The POS tags returned by CoreNLP are the based on the model used, with the default using Penn Treebank tags. The class CoreNLPAnalyzer postprocesses some of the tags (e.g., marking auxiliary verbs), and more postprocessing could be hacked in there.
Thanks. I will think over if I need this feature. It's probably more relevant for database queries than for the cases the JavaExecutor
handles.
Shouldn't it be possible to map Strings to categories, e.g.
(rule $City (string "hamburg") (IdentityFn))
(rule $City (string "stuttgart") (IdentityFn))
(rule $City (string "munic") (IdentityFn))
(rule $ROOT ($City) (IdentityFn))
as a part/base of a more complex grammar?
In my application, using these rules, these city names aren't recognized. Is the grammar itself wrong? Otherwise it would mean, my application doesn't handle the grammar file correctly. Thanks
Could you try changing the rules to look like:
(rule $City (hamburg) (IdentityFn))
I had tried this; I then get:
ERROR: Composition failed: rule = $City -> hamburg (IdentityFn), children = []
java.lang.ArrayIndexOutOfBoundsException
Exception in thread "Thread-374" java.lang.RuntimeException: java.lang.ArrayIndexOutOfBoundsException
at edu.stanford.nlp.sempre.BeamParserState.applyRule(BeamParser.java:165)
at edu.stanford.nlp.sempre.BeamParserState.applyNonCatUnaryRules(BeamParser.java:224)
at edu.stanford.nlp.sempre.BeamParserState.applyNonCatUnaryRules(BeamParser.java:231)
at edu.stanford.nlp.sempre.BeamParserState.build(BeamParser.java:123)
at edu.stanford.nlp.sempre.BeamParserState.infer(BeamParser.java:98)
at edu.stanford.nlp.sempre.Parser.parse(Parser.java:170)....
(rest of the error message is referring to classes in my application)
What apparently works is:
(rule $City (hamburg) (ConstantFn (string hamburg)))
but that feels quite cumbersome.
The current grammar looks like this:
(rule $Dir (from) (ConstantFn (lambda x (call + (string "place of departure") (string :)(var x)))))
(rule $From ($Dir $City) (JoinFn forward))

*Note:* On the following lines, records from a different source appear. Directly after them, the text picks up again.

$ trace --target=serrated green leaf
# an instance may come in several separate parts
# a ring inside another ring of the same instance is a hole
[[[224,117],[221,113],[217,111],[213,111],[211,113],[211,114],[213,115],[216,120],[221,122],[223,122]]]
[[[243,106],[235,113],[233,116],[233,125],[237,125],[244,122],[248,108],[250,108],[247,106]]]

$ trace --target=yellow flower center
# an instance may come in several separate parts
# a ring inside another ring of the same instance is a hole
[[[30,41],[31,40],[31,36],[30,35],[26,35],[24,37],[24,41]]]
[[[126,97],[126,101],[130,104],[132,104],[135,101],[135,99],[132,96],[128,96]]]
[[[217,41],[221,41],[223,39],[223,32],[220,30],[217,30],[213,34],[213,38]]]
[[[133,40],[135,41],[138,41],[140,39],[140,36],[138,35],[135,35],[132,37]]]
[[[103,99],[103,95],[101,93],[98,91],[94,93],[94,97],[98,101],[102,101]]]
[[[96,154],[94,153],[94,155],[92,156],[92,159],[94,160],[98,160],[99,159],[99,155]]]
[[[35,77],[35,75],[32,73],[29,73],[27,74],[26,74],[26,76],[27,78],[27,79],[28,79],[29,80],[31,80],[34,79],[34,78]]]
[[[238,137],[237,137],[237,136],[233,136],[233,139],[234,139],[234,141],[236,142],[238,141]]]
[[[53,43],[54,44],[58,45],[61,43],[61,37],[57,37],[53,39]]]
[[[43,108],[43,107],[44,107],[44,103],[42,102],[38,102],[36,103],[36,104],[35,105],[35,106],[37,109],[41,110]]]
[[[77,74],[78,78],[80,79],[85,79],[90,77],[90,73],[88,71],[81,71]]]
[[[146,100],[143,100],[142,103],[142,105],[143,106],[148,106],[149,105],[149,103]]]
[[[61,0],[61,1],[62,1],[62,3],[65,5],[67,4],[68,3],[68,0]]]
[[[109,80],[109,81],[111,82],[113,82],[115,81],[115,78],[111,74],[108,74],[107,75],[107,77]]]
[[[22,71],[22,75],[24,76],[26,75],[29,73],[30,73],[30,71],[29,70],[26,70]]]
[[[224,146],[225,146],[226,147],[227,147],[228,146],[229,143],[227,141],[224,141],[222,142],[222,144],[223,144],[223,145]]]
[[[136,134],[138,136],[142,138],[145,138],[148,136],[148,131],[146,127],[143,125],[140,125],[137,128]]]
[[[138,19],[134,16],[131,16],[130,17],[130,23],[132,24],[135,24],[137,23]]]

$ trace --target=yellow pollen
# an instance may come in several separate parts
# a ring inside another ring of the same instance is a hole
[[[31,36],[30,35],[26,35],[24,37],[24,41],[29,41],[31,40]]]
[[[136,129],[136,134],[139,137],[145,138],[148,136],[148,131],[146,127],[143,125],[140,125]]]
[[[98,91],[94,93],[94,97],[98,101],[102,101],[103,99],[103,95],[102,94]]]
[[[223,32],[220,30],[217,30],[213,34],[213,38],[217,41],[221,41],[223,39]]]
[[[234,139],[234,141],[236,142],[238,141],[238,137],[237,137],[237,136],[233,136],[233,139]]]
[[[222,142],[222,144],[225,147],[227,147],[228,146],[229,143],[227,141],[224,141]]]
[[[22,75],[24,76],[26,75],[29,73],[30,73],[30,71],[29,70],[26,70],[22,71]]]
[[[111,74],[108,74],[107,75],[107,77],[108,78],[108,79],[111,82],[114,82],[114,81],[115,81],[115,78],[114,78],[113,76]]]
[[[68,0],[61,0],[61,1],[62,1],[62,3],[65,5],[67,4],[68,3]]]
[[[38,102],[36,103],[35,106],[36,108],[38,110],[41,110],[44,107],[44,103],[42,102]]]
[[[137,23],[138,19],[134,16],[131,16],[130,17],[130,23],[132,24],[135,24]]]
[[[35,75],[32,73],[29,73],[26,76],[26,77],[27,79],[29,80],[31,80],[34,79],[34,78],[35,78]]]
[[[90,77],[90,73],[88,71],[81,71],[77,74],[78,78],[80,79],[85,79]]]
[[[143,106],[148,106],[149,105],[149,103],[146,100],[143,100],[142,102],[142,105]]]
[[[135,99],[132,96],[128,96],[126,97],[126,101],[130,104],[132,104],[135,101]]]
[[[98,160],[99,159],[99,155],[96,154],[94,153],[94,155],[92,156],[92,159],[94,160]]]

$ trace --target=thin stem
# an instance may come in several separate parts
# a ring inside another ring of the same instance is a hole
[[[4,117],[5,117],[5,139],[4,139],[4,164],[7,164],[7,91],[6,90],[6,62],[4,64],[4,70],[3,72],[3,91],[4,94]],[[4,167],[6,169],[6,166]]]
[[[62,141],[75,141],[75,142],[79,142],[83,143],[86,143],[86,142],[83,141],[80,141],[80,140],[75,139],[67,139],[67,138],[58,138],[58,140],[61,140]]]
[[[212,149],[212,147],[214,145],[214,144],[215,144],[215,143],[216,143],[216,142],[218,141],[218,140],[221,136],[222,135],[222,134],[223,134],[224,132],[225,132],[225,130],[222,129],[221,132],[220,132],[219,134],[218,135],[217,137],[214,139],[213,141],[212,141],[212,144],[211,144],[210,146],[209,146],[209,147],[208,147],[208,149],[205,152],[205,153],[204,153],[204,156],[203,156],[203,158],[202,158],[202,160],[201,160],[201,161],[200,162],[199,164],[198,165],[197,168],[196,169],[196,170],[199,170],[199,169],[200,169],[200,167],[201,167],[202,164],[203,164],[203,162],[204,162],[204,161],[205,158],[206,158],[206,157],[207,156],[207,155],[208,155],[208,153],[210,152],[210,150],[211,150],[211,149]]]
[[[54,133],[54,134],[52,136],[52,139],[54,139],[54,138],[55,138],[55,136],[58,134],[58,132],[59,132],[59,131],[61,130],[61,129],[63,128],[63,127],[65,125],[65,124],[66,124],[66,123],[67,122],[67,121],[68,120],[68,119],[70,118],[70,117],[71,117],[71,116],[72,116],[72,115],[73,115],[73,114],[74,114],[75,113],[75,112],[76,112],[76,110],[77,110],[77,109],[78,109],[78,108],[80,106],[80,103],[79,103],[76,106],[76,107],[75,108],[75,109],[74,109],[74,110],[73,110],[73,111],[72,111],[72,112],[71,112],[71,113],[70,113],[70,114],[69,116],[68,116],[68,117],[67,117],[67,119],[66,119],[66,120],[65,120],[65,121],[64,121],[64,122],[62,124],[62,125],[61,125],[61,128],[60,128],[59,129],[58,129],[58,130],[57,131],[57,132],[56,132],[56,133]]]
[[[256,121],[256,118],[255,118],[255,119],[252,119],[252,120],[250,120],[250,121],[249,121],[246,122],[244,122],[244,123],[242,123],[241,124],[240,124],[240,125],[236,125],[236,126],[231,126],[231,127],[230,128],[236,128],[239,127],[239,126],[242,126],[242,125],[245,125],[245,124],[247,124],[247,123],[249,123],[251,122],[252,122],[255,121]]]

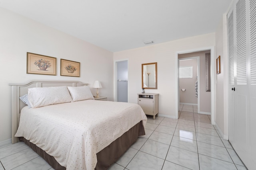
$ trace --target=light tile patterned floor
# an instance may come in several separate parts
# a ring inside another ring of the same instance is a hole
[[[210,115],[196,113],[197,106],[180,107],[178,119],[148,116],[146,135],[109,169],[246,169]],[[53,170],[23,142],[0,148],[0,170]]]

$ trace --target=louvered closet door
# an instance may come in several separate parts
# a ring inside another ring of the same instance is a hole
[[[256,7],[236,0],[227,16],[229,140],[249,169],[256,167]]]

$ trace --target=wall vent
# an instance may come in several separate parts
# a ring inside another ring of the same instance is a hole
[[[146,45],[147,45],[148,44],[153,44],[153,43],[154,43],[154,41],[147,41],[147,42],[144,42],[144,43]]]

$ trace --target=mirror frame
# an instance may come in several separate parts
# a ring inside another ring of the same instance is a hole
[[[143,87],[143,66],[146,65],[155,64],[156,70],[156,87]],[[142,64],[141,64],[141,82],[142,88],[144,89],[157,89],[157,63],[150,63]]]

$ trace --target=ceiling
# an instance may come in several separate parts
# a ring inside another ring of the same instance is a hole
[[[214,32],[232,1],[0,0],[0,7],[114,52]]]

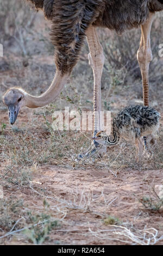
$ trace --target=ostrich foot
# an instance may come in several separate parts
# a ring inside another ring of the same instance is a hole
[[[106,152],[106,147],[99,144],[95,140],[90,150],[84,154],[74,154],[72,156],[72,159],[77,162],[89,160],[94,162],[97,158],[102,157]]]
[[[149,160],[153,157],[153,154],[149,152],[149,151],[144,150],[143,153],[143,156],[145,159]]]

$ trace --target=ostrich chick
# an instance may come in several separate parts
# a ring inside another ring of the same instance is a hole
[[[143,145],[145,150],[148,151],[146,136],[153,136],[158,130],[160,117],[160,113],[152,107],[129,106],[121,110],[113,119],[111,136],[100,131],[92,138],[106,146],[116,145],[122,138],[134,141],[136,146],[136,160],[138,161],[142,155]]]

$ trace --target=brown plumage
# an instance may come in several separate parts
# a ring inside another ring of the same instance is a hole
[[[141,71],[143,103],[148,106],[148,74],[152,60],[150,33],[153,13],[163,10],[162,0],[27,0],[52,23],[51,37],[55,47],[56,74],[48,89],[38,97],[17,88],[11,88],[3,96],[10,123],[15,121],[21,107],[45,106],[59,95],[77,62],[86,36],[89,62],[94,74],[94,135],[98,130],[95,112],[101,111],[101,80],[104,56],[96,27],[115,30],[121,34],[141,25],[141,38],[137,58]],[[95,142],[96,148],[98,143]],[[93,149],[94,151],[94,149]]]

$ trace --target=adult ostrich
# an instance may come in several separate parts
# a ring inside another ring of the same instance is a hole
[[[89,47],[89,63],[94,77],[93,136],[100,130],[101,80],[104,62],[103,48],[96,33],[97,27],[115,29],[121,34],[127,29],[141,27],[141,37],[137,58],[143,85],[143,102],[148,102],[148,71],[152,60],[150,33],[155,11],[163,10],[163,0],[27,0],[36,9],[41,9],[52,22],[51,35],[55,46],[56,74],[48,89],[38,97],[23,90],[12,88],[3,96],[9,109],[9,120],[14,124],[20,108],[42,107],[60,93],[67,77],[77,62],[85,38]],[[91,151],[99,149],[93,141]],[[105,151],[105,146],[101,148]],[[78,159],[83,156],[78,156]]]

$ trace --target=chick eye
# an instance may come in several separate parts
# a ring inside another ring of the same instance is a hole
[[[19,102],[22,99],[22,97],[20,97],[18,100],[17,100],[17,102]]]

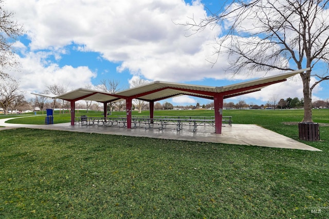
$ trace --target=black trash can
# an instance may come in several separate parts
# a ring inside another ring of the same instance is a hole
[[[86,115],[82,115],[81,116],[81,125],[87,125],[87,116]]]
[[[319,124],[316,123],[299,123],[299,139],[305,141],[320,141]]]

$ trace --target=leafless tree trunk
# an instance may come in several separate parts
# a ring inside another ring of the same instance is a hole
[[[46,91],[46,92],[47,92],[47,93],[51,93],[56,95],[59,95],[65,93],[67,91],[67,87],[68,86],[64,87],[62,85],[53,84],[52,85],[49,85],[47,87],[47,88],[48,88],[48,90]],[[53,98],[52,99],[53,100],[53,104],[52,105],[52,110],[53,110],[55,108],[55,105],[56,104],[56,101],[57,100],[57,98]],[[64,114],[64,109],[65,105],[65,101],[64,101],[64,99],[62,99],[61,100],[61,102],[59,102],[59,103],[62,108],[63,114]]]
[[[131,82],[131,85],[132,87],[140,86],[149,83],[147,81],[139,77],[136,77],[133,79]],[[145,101],[139,99],[134,99],[133,102],[136,104],[136,107],[138,109],[138,113],[139,113],[142,112],[142,109],[148,104]]]
[[[277,95],[273,95],[268,100],[268,103],[271,107],[273,108],[274,110],[275,110],[277,105],[278,105],[278,98]]]
[[[3,3],[3,0],[0,0],[0,79],[3,79],[8,76],[4,73],[3,69],[17,64],[12,46],[23,32],[23,26],[13,20],[13,12],[4,9]]]
[[[303,121],[312,122],[312,90],[329,79],[328,5],[323,0],[233,0],[221,14],[185,25],[195,32],[217,24],[229,27],[218,39],[215,54],[228,54],[228,70],[234,74],[310,68],[300,75]],[[312,73],[317,66],[326,67]],[[313,85],[311,76],[317,80]]]
[[[21,93],[19,90],[19,83],[9,77],[0,82],[0,107],[4,109],[4,113],[7,114],[8,108],[14,104]]]
[[[119,108],[119,111],[120,111],[121,110],[121,109],[123,108],[125,104],[125,101],[119,101],[115,102],[116,106],[117,106],[117,107],[118,107],[118,108]]]
[[[114,80],[108,80],[103,79],[101,81],[101,84],[99,85],[100,89],[105,92],[111,93],[115,93],[119,91],[118,86],[119,83],[118,81]],[[114,106],[114,102],[110,102],[107,104],[107,108],[109,109],[110,113],[112,113],[112,109]],[[104,113],[106,113],[107,112],[104,112]]]

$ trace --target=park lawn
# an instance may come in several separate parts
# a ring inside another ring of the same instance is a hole
[[[282,123],[302,118],[224,112],[295,138],[297,125]],[[314,111],[315,122],[329,123],[328,112]],[[320,132],[321,141],[306,143],[322,152],[3,130],[0,217],[328,218],[329,127]]]

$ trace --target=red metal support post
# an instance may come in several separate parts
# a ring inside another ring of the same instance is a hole
[[[153,118],[154,114],[154,101],[150,102],[150,118]]]
[[[215,130],[216,134],[222,134],[222,119],[223,118],[223,94],[218,93],[214,96],[215,107]]]
[[[125,99],[125,108],[127,113],[127,129],[132,128],[132,109],[133,99],[127,98]]]
[[[70,101],[71,103],[71,125],[74,126],[75,120],[76,118],[76,102]]]
[[[107,103],[106,102],[103,103],[103,108],[104,108],[104,117],[107,117]]]

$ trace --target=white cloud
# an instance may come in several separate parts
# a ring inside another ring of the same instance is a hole
[[[136,77],[188,83],[206,78],[242,80],[264,76],[264,72],[252,72],[233,78],[225,72],[227,56],[213,55],[220,28],[186,36],[187,27],[175,23],[185,24],[192,16],[197,21],[204,17],[206,11],[199,1],[189,5],[181,0],[15,0],[6,1],[5,6],[15,12],[31,41],[28,48],[17,43],[25,56],[20,58],[20,72],[14,73],[28,91],[42,91],[49,84],[64,83],[74,89],[90,83],[96,74],[87,66],[60,67],[49,58],[60,60],[69,52],[64,47],[72,44],[74,49],[96,52],[120,63],[117,71],[128,70],[133,75],[130,82]],[[217,58],[212,67],[208,61]],[[302,86],[296,80],[245,96],[263,101],[278,92],[301,96]],[[173,101],[196,102],[186,96]]]
[[[27,98],[34,97],[30,93],[40,93],[53,84],[67,86],[69,90],[83,87],[91,84],[91,79],[96,76],[86,66],[60,67],[45,61],[51,54],[43,52],[26,54],[25,57],[18,58],[18,69],[9,70],[8,73],[19,81],[20,89],[25,91]]]
[[[178,96],[172,98],[173,103],[179,104],[196,104],[196,101],[191,97],[189,96],[187,96],[185,95],[182,96]]]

(rule $Dir (to) (ConstantFn (lambda x (call + (string "arrival location") (string :)(var x)))))
(rule $To ($Dir $City) (JoinFn forward))
(rule $Part (by) (ConstantFn (lambda x (call + (string "transportation") (string :)(var x)))))
(rule $By ($Part $Transport) (JoinFn forward))
(rule $Transport (plane) (ConstantFn (string plane)))
(rule $Transport (train) (ConstantFn (string train)))
(rule $City (hamburg) (ConstantFn (string hamburg)))
(rule $City (stuttgart) (ConstantFn (string stuttgart)))
(rule $City (frankfurt) (ConstantFn (string frankfurt)))
(rule $City (munic) (ConstantFn (string munic)))
(rule $City (hannover) (ConstantFn (string hannover)))
(rule $ROOT ($From) (IdentityFn))
(rule $ROOT ($To) (IdentityFn))
(rule $ROOT ($By) (IdentityFn))
and manages to parse e.g. "from munic" into "(string "place of departure:munic")
- though it for some reason returns the same derivation tree twice here - , but I haven't
found a way to parse a combination of the categories $From, $To and $By.
Adding the rule
(rule $ROOT ($From $By) (ConcatFn ""))
and entering "from munic by train" returned (string nullnull). Is there a way? thanks!